Denitrification within the sediments and epiphyton of tropical macrophyte stands

Document Type

Journal Article

Publication Title

Inland Waters


Taylor & Francis


School of Science / Centre for Marine Ecosystems Research




Queensland Government Advance Queensland Industry Engagement Program Australian Government National Environmental Sciences Program Wetlands Team Reef Water Quality Program


Adame, M. F., Waltham, N. J., Iram, N., Farahani, B. S., Salinas, C., Burford, M., & Ronan, M. (2021). Denitrification within the sediments and epiphyton of tropical macrophyte stands. Inland Waters, 11(3), 257-266. https://doi.org/10.1080/20442041.2021.1902214


Excess nitrogen (N) is one of the most widespread and serious pollutants in the environment, but wetlands can reduce N loads, ameliorating its damaging effects downstream. Tropical wetlands are highly productive and experience high temperatures year-round, resulting in potentially high denitrification rates.
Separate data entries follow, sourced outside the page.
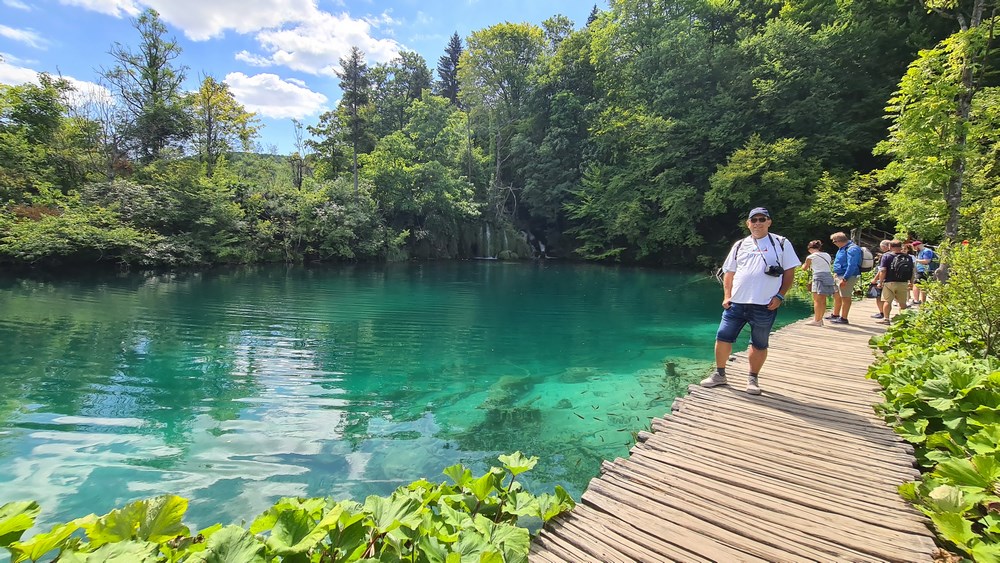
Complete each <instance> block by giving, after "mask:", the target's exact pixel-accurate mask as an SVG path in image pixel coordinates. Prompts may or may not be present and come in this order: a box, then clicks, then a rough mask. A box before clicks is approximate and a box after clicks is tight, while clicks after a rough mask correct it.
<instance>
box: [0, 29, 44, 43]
mask: <svg viewBox="0 0 1000 563" xmlns="http://www.w3.org/2000/svg"><path fill="white" fill-rule="evenodd" d="M0 37H6V38H7V39H12V40H14V41H17V42H18V43H24V44H26V45H29V46H31V47H34V48H36V49H44V48H45V45H46V44H47V43H48V41H46V40H45V39H44V38H42V36H41V35H38V34H37V33H35V32H34V31H32V30H30V29H16V28H13V27H7V26H6V25H3V24H0Z"/></svg>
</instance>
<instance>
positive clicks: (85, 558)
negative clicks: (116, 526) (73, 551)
mask: <svg viewBox="0 0 1000 563" xmlns="http://www.w3.org/2000/svg"><path fill="white" fill-rule="evenodd" d="M158 550H159V547H158V546H157V545H156V544H155V543H152V542H147V541H120V542H115V543H109V544H106V545H102V546H101V547H99V548H97V549H96V550H95V551H93V552H91V553H82V552H72V551H67V552H64V553H63V554H62V555H61V556H60V557H59V561H60V563H154V562H155V561H157V559H158V558H157V555H156V553H157V551H158Z"/></svg>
However, few measurements of denitrification have been reported for tropical wetlands. In this study, we measured denitrification within stands of macrophytes at the edge of a tropical lake (900 m length, 4 m deep) in Australia. We compared denitrification rates among sediments under emergent grass (giant bulrush, Actinoscirpus grossus), sediments under floating waterlilies (Nymphae spp.), and sediments from the deeper sections of the lagoon with no macrophytes. We also measured the denitrification and primary productivity of the epiphyton on macrophytes and compared the rates with those from the sediment. Denitrification in the sediment was higher (Dt = 3.3–52 mg m−2h−1) than denitrification of the epiphyton (Dt = 1.9–3.6 mg m−2h−1) and was mostly coupled with nitrification (Dn). Denitrification was highest in sediments rich in organic carbon (32.3%) and N (1.4%), and during times of the year when nitrates (NOx−-N = NO2−-N + NO3−-N) concentrations were relatively high ( > 0.10 mg L−1). Denitrification was lowest in sediments with no macrophytes, which comprised most of the lake area. Denitrification rates of sediments under these macrophyte stands were among the highest values measured for natural wetlands and highlight the potential role of this process in ameliorating N pollution in tropical catchments.